Dans un supplice, comme celui de la Croix, il y a trois souffrances qui se confondent et s’alimentent mutuellement : il y a une douleur physique, que l’on peut imaginer sans jamais pouvoir la connaître exactement. Dans les hôpitaux, on se sert d’une petite règle de mesure où le souffrant indique le niveau de douleur qu’il ressent. Cette souffrance physique de Jésus est à la mesure de son humanité.
La souffrance morale est liée à la conscience que l’on a de la situation. Même si la personne paraît ‘inconsciente’ (endormie) : l’âme est un élément spirituel doué de conscience et de volonté. Une belle expression est donnée dans l’évangile de saint Luc par le bon larron qui dit à l’autre malfaiteur : « pour nous, c’est juste : après ce que nous avons fait, nous avons ce que nous méritons. Mais lui, il n’a rien fait de mal » (Lc 23, 41). C’est pourquoi nous disons de la Passion de Jésus qu’elle était d’une ampleur infinie, puisqu’il était totalement innocent, sans aucun motif ni direct ni indirect. J’ai vu des malades tourmentés par toutes sortes de regrets de leur existence, qui savaient que leur maladie n’était pas un châtiment, mais qui souffraient à l’approche de la mort de leurs regrets et de leurs péchés.
Pour Jésus qui a tout connu de notre condition excepté le péché, cette souffrance était infinie, qui condensait toute l’injustice du monde.

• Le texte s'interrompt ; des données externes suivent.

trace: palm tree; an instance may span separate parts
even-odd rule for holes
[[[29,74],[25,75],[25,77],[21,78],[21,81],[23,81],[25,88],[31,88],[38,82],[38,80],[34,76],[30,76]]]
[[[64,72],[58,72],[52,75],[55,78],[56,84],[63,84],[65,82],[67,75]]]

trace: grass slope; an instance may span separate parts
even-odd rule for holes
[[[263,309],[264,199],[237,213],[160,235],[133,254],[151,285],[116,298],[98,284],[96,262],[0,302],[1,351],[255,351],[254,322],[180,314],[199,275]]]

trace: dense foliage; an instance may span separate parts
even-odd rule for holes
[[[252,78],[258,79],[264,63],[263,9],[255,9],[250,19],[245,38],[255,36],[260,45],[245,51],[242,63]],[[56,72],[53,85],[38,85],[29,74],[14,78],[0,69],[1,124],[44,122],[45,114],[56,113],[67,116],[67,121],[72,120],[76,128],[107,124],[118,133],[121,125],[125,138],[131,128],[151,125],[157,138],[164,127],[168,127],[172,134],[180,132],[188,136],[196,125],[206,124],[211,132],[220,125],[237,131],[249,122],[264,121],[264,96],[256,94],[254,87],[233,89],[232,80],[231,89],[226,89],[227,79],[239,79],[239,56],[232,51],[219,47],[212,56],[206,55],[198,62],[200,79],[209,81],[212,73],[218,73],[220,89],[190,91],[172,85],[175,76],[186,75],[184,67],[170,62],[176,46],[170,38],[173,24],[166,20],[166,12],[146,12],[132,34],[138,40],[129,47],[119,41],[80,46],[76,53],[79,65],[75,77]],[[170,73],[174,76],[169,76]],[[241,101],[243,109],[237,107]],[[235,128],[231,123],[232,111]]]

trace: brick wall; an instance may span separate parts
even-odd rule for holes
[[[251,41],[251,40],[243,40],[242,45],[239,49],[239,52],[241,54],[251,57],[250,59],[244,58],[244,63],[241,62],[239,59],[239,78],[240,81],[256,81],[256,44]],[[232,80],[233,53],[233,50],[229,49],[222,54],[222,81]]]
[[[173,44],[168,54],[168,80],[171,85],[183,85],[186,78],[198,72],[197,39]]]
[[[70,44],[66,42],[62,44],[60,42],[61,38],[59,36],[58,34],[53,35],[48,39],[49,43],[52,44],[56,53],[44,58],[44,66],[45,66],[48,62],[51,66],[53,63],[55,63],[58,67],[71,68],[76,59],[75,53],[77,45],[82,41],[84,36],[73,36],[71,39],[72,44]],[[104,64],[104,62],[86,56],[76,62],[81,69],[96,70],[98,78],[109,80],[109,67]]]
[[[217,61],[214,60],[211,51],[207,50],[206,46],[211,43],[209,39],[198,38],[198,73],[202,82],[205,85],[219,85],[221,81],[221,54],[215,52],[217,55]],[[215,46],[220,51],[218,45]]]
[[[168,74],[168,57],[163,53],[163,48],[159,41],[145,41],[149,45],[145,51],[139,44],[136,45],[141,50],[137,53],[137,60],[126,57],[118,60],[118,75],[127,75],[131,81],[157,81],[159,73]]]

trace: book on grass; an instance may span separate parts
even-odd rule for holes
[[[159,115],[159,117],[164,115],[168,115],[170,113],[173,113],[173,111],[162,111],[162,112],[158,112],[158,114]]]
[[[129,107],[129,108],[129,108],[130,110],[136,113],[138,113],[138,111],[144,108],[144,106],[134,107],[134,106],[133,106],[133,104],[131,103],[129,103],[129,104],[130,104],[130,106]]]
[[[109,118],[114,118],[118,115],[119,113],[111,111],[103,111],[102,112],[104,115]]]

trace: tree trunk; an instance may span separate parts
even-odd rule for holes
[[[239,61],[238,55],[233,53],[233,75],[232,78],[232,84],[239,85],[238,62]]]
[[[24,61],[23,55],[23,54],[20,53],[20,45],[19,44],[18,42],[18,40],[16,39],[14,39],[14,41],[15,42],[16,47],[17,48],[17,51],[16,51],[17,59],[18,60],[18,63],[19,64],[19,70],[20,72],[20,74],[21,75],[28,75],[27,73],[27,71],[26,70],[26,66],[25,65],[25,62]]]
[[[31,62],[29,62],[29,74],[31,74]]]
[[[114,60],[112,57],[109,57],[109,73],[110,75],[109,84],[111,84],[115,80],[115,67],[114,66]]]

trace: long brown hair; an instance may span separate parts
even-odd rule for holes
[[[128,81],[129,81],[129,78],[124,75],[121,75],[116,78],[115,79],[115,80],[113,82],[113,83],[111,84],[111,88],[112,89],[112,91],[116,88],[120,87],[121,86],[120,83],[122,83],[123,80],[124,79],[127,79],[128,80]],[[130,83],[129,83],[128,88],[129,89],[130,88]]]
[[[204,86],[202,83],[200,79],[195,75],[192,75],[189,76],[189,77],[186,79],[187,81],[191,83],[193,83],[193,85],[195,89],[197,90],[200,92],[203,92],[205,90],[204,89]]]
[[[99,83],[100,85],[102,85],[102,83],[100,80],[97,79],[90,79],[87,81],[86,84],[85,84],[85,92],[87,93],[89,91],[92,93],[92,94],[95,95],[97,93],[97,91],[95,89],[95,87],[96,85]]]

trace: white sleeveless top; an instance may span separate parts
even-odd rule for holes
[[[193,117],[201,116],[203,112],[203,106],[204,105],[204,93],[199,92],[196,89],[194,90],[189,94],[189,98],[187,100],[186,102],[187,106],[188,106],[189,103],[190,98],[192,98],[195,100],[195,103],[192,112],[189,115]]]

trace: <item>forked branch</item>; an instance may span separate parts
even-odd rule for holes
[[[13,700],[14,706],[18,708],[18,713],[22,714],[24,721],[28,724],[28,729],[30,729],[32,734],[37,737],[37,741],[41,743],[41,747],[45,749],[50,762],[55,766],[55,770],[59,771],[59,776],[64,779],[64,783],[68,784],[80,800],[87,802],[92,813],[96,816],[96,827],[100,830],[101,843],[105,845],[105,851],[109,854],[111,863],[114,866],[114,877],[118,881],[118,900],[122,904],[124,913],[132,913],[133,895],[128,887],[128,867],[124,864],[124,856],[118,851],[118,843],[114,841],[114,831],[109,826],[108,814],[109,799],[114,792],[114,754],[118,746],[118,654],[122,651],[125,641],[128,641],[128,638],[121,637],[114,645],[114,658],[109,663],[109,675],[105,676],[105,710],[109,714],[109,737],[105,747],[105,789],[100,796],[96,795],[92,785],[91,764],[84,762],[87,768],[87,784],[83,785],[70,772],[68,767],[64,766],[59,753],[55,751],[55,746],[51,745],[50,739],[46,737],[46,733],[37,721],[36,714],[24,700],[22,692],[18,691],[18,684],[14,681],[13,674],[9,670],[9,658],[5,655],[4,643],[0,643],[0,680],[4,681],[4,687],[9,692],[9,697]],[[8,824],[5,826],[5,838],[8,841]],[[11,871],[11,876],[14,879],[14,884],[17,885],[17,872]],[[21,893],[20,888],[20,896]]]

Cette souffrance morale liée à l’injustice est spécifiquement humaine : elle est absente de la souffrance animale. On projette nos sentiments humains en imaginant des manifestations de compassion dans le monde animal. Il y a malheureusement plus de bestialité chez les humains qu’il n’y a d’humanité dans le monde animal.

Et puis il y a une souffrance sociale, d’exclusion et de rejet, que l’on ressent dans la honte, sans qu’il y ait nécessairement de culpabilité, voire même alors qu’il n’y a aucune culpabilité, comme une peine supplémentaire pour la victime. Je pense à toutes les victimes d’abus, aux victimes de viol, comme si elles devaient prendre la charge du crime. L’agresseur lui-même ne ressent pas la honte alors que c’est la condition de sa repentance et de sa conversion. Et pour la victime parfois celle de sa guérison.

Jésus a brisé cet engrenage : il est devenu l’espérance des victimes innocentes et le salut des pécheurs, la possibilité de salut pour tous ceux qui se reconnaissent pécheurs.

A aucun moment de sa Passion, Jésus n’a supplié ses bourreaux. Qu’est-ce que nous aurions fait à sa place ? Nous aurions cherché à les raisonner, à susciter leur pitié, pour certains à leur proposer de l’argent, pour d’autres à les menacer. De la part de Jésus, rien. Dignité intacte, dignité absolue. Parfaite clarté intérieure, absolue pureté du cœur. Il est Dieu, Fils de Dieu.

Il est devenu l’espérance pour toutes les victimes innocentes dont l’entourage, la société ne veut pas reconnaître la souffrance. Tant de personnes qui souffrent d’injustices que personne ne veut reconnaître, ni seulement écouter, qui se heurtent au mur de l’indifférence. Elles ont en Jésus l’espérance que Justice sera créée, la promesse d’être secourues, la certitude d’être entendues.

Il a pris sur lui nos péchés. Jésus est le salut des pécheurs, tant il faut comprendre que se reconnaître pécheur est le signe que la Miséricorde est à l’œuvre. Il faut croire au pardon, avoir accueilli la possibilité et la grâce du pardon pour se reconnaître pécheur, pour ne pas s’enfermer davantage dans son péché.

Cette semaine nous allons revivre la Passion et contempler la Croix comme nous ne l’avons jamais fait. Celui qui éprouvera de la honte sera sauvé. À toi, Seigneur, la justice, à nous la honte. C’est la clé du pardon et la cause du Salut.